World Coronavirus Dispatch: J&J announces final stage trials of vaccine

FILE PIC: A healthcare worker in PPE holds a vial after collecting a swab sample from a person at a local health center to conduct tests for the coronavirus disease (COVID-19)
The feverish race for a coronavirus vaccine got an infusion of energy on Wednesday as Johnson & Johnson announced that it has begun the final stage of its clinical trials, the fourth company to do so in the United States, which has passed a grim milestone of 200,000 deaths from the pandemic.

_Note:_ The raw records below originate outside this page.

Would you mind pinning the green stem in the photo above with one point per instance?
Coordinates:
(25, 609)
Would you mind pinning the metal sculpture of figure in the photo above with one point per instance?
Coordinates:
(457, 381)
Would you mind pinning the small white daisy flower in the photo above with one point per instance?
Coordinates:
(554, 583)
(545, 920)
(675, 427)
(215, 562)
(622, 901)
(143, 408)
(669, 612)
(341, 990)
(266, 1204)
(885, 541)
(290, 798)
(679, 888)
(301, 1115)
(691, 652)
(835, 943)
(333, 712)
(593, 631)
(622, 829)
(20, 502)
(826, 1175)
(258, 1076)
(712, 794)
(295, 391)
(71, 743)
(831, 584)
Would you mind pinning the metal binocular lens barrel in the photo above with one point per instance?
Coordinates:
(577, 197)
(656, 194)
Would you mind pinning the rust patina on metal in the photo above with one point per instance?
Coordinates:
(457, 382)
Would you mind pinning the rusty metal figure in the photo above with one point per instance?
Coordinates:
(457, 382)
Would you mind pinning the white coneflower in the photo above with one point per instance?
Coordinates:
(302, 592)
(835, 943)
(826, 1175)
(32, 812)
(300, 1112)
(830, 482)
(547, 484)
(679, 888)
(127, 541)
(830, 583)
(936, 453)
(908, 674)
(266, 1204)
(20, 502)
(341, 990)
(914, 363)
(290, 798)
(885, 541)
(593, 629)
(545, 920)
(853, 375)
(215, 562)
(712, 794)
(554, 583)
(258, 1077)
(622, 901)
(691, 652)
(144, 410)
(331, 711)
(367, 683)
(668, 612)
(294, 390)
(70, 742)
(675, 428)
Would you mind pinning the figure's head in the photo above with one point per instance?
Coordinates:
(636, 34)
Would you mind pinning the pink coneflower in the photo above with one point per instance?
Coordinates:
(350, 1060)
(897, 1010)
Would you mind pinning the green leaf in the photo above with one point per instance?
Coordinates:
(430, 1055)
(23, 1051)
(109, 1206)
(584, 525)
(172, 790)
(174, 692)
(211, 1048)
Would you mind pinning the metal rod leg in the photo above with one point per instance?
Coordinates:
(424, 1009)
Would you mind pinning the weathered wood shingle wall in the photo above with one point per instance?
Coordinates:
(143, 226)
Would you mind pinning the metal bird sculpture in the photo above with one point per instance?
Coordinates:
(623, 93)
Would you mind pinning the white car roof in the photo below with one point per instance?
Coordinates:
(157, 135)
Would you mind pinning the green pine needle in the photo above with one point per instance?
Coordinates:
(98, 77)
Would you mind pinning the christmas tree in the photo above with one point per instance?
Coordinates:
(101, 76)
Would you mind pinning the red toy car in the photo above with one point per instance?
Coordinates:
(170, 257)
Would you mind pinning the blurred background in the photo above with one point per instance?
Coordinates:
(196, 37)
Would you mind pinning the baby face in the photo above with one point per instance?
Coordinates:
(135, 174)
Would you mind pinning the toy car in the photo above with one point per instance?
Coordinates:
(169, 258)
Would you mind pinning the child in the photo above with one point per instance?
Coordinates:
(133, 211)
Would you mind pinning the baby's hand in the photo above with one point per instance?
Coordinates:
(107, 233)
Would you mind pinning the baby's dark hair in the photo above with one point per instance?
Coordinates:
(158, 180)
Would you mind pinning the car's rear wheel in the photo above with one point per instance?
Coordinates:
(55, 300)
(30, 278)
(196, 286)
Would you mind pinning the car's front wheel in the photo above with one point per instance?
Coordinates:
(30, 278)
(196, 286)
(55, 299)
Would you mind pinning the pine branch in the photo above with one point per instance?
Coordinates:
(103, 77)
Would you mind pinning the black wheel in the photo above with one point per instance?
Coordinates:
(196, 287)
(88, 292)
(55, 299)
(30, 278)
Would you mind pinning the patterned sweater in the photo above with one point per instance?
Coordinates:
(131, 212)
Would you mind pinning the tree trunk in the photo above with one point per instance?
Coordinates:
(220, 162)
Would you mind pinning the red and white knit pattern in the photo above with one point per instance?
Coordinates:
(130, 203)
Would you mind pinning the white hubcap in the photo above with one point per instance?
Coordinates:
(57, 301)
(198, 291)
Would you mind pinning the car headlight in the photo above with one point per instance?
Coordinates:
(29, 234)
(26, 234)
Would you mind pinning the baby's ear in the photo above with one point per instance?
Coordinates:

Johnson & Johnson is a couple of months behind the leaders, but its vaccine trial will be by far the largest, enrolling 60,000 participants. The company said it could know by the end of this year if its vaccine works. Read more here

 

Total Confirmed Cases: 31,779,835

Change Over Yesterday: 174,179

Total Deaths: 975,104

Total Recovered: 21,890,442

Nations hit with most cases: US (6,933,548), India (5,646,010), Brazil (4,591,364), Russia (1,117,487) and Colombia (784,268)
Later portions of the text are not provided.